Mil. (now only Hist.) Also swine-feather; sweynes-feather, swans-feather. [ad. G. schweinsfeder (1) boar-spear [= early mod.Du. swijnspriet, -spiesse, -staf, -stock), (2) riflemans lance used as a rest for the rifle and, in numbers, as chevaux-de-frise.] A pointed stake or pike, used as a weapon of defence against cavalry, being either fixed in the ground as a palisade (PALISADE sb. 2) or carried in a musket-rest like a bayonet. Also called Swedish feather (FEATHER sb. 14) and swines-pike (SWINE 5).
1635. Barriffe, Milit. Discipl., xcv. (1643), 307. Those parts which lye most open to the fury of the enemies Horse, ought to bee impaled with pallisadose (or swines-feathers).
1639. Sir A. Johnston (Ld. Wariston), Diary (S.H.S.), 50. We have receaved no spades, nor howes, no swyne feathers wherby we may intrinch ourselves.

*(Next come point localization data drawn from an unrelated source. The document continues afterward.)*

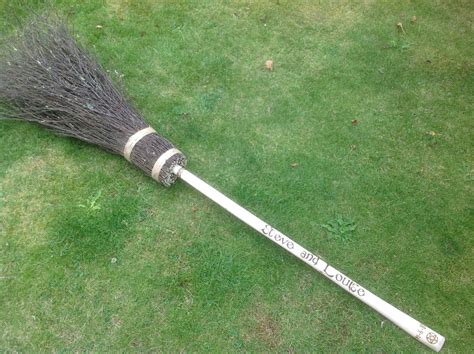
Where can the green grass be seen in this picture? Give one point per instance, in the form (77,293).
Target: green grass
(96,256)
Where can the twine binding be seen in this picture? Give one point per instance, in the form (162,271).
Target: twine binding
(161,161)
(134,139)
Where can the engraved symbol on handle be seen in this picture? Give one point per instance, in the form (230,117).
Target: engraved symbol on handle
(432,338)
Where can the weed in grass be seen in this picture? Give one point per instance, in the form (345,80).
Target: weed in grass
(91,203)
(340,228)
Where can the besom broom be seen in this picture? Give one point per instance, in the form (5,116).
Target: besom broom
(47,78)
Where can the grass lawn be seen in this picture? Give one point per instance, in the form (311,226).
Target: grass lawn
(360,123)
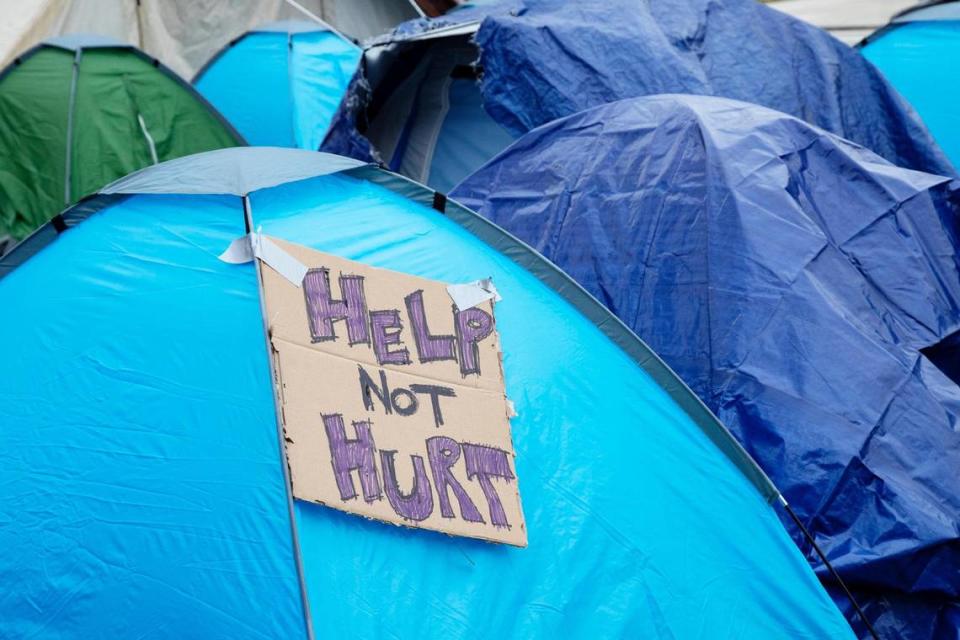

1646. Dk. Albemarle, Obs. Milit. & Polit. Aff., viii. (1671), 26. So many Musqueteers as you have more than Pikemen in your Army ought to have Swine-feathers with heads of rests fastned to them.
1786. Grose, Milit. Antiq., I. 165.
1824. Meyrick, Ant. Armour, III. 78.
1834. Penny Cycl., II. 376/1. The sweynes-feather was invented in the reign of James I. During the civil wars, its name was sometimes corrupted into swans-feather.